Reportage : L’art de l’Afrique du Sud totalement à l’ouest
Reportage : L’art de l’Afrique du Sud totalement à l’ouest
Incendiaires, revendicatifs, hors de contrôle, absolument fabuleux : du Cap à Johannesburg, Beaux Arts est parti à la rencontre des artistes sud-africains à l’honneur d’une très vaste exposition à la Fondation Vuitton, certains d’entre eux figurant même dans la double manifestation « Afriques Capitales », programmée simultanément à Lille et à Paris. Décollage immédiat.
Épisode 3
Quels sont les artistes émergents qui intéressent les collectionneurs étrangers ?

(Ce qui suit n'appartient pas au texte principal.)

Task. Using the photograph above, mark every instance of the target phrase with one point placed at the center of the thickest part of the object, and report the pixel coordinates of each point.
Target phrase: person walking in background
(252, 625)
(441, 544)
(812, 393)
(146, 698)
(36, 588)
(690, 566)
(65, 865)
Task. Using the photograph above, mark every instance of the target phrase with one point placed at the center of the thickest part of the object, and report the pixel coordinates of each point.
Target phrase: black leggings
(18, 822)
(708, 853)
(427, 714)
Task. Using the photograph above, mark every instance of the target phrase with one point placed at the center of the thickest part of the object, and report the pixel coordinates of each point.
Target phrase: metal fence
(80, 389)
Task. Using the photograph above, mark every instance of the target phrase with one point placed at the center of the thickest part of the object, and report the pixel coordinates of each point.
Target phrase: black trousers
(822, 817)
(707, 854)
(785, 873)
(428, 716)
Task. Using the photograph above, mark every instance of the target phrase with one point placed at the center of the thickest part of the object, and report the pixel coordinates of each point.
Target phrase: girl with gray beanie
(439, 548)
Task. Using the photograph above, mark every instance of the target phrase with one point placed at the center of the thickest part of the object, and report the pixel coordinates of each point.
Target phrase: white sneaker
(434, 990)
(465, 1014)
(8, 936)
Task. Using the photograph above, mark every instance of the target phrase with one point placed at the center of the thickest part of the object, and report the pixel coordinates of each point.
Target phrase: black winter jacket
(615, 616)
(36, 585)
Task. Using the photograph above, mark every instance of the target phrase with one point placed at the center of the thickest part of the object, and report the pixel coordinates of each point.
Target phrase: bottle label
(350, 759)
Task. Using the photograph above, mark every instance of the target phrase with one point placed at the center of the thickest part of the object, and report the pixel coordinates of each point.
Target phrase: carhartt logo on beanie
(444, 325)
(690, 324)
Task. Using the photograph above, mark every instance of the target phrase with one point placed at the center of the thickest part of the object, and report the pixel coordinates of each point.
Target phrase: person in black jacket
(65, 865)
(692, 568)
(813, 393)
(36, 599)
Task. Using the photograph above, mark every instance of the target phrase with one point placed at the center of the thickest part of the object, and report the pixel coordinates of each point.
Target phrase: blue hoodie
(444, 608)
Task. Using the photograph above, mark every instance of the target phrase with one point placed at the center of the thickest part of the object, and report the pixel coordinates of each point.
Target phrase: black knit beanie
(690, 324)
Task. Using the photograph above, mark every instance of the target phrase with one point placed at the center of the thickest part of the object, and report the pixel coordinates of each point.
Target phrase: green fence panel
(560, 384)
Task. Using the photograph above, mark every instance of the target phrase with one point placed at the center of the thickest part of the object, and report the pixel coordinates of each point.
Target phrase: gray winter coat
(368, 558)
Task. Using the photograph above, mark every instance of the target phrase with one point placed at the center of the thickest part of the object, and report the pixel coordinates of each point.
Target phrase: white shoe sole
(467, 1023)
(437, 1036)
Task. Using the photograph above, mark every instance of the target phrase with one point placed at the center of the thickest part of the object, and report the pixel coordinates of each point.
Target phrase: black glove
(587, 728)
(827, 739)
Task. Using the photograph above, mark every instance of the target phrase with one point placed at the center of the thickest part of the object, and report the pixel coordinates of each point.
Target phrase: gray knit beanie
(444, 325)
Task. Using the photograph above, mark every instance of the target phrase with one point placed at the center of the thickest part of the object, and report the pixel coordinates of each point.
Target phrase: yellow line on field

Jody Brand, Say Her Name : Queezy, 2016
Épreuve numérique • 150 × 250 cm • © Jody Brand
Fondée au Cap en 2003 par Michael Stevenson et présente depuis 2008 à Johannesburg, la galerie Stevenson défend des artistes majeurs de la scène sud-africaine, tel Nicholas Hlobo – dont les sculptures inspirées de rites chamaniques font partie de la collection Vuitton. Elle représente également des artistes étrangers – même si les collectionneurs locaux s’y montrent peu sensibles –, parmi lesquels le Camerounais Barthélémy Toguo ou le Suisse Thomas Hirschhorn. Ses espaces sont aussi vastes et bien aménagés que ceux des grandes galeries new-yorkaises. Une ampleur et une double implantation qui surprennent, au vu du marché de l’art sud-africain. Le directeur de la galerie, Joost Bosland, le reconnaît sans détour : 80 % de son chiffre d’affaires se réalise à l’international. Quels sont les artistes émergents intéressant les collectionneurs et critiques d’art étrangers ? Il me confirme que ce sont avant tout des artistes noirs dont le travail a une connotation politique.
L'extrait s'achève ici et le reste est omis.